Shares of Chevron fell in premarket trading on Friday after the oil giant reported fourth-quarter earnings that badly missed Wall Street’s expectations.
Chevron posted profits of $3.4 billion, or $1.64 per share, for the final quarter of 2017. However, the company included a $2 billion tax benefit.
Stripping out that benefit, Chevron earned 72 cents a share, according to Thomson Reuters. Analysts had expected earnings of $1.22 a share.
Chevron’s stock price was down almost $5 a share, or nearly 4 percent, at $120.80.
The San Ramon, California-based company slightly beat expectations for revenues, generating $37.62 billion in sales versus estimates for $37.59 billion.

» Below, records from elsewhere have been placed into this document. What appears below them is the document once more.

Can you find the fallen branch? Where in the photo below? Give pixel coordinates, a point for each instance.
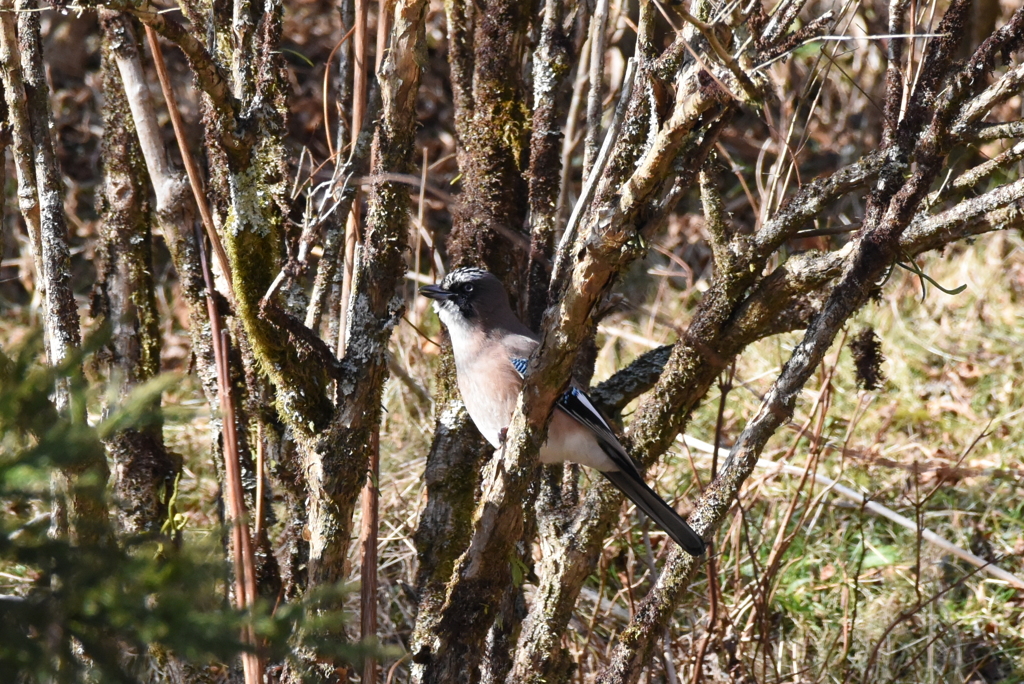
(871, 506)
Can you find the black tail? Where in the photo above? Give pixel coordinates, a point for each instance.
(657, 510)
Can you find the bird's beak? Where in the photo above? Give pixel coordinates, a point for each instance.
(436, 292)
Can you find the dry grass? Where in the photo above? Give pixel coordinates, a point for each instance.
(938, 442)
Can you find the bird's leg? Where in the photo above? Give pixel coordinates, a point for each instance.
(502, 440)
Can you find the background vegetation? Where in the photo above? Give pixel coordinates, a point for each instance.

Profits in Chevron’s upstream business, which focuses on producing oil and natural gas, rose to $5.3 billion in the fourth quarter from $930 million a year ago. However, the results were helped by a benefit from U.S. tax reform totaling $3.3 billion.
Chevron’s downstream segment, which includes refining crude oil into fuels like gasoline, earned $1.3 billion for the quarter, up from $357 million from 2016. Downstream also got a $1.16 billion boost from tax reform.
The downstream business saw headwinds internationally, with profits sliding more than 75 percent.
For the full year, Chevron posted profits of $9.2 billion, its strongest performance since the oil price crash of 2014, when its earnings were $19.2 billion.
Cash flow from operations — a key measure of financial health in the oil industry — rose 60 percent in 2017 to $20.5 billion.
“We achieved our objective of being cash flow positive through deliberate actions to reduce capital expenditures, lower our cost structure, start and ramp-up projects, and conclude planned asset sales,” Chevron Chairman and CEO Michael Wirth said in a statement.
On Wednesday, Chevron declared a quarterly dividend of $1.12 per share, up 4 cents from the previous quarter. The company on Friday said healthy cash flow made the higher shareholder payout possible.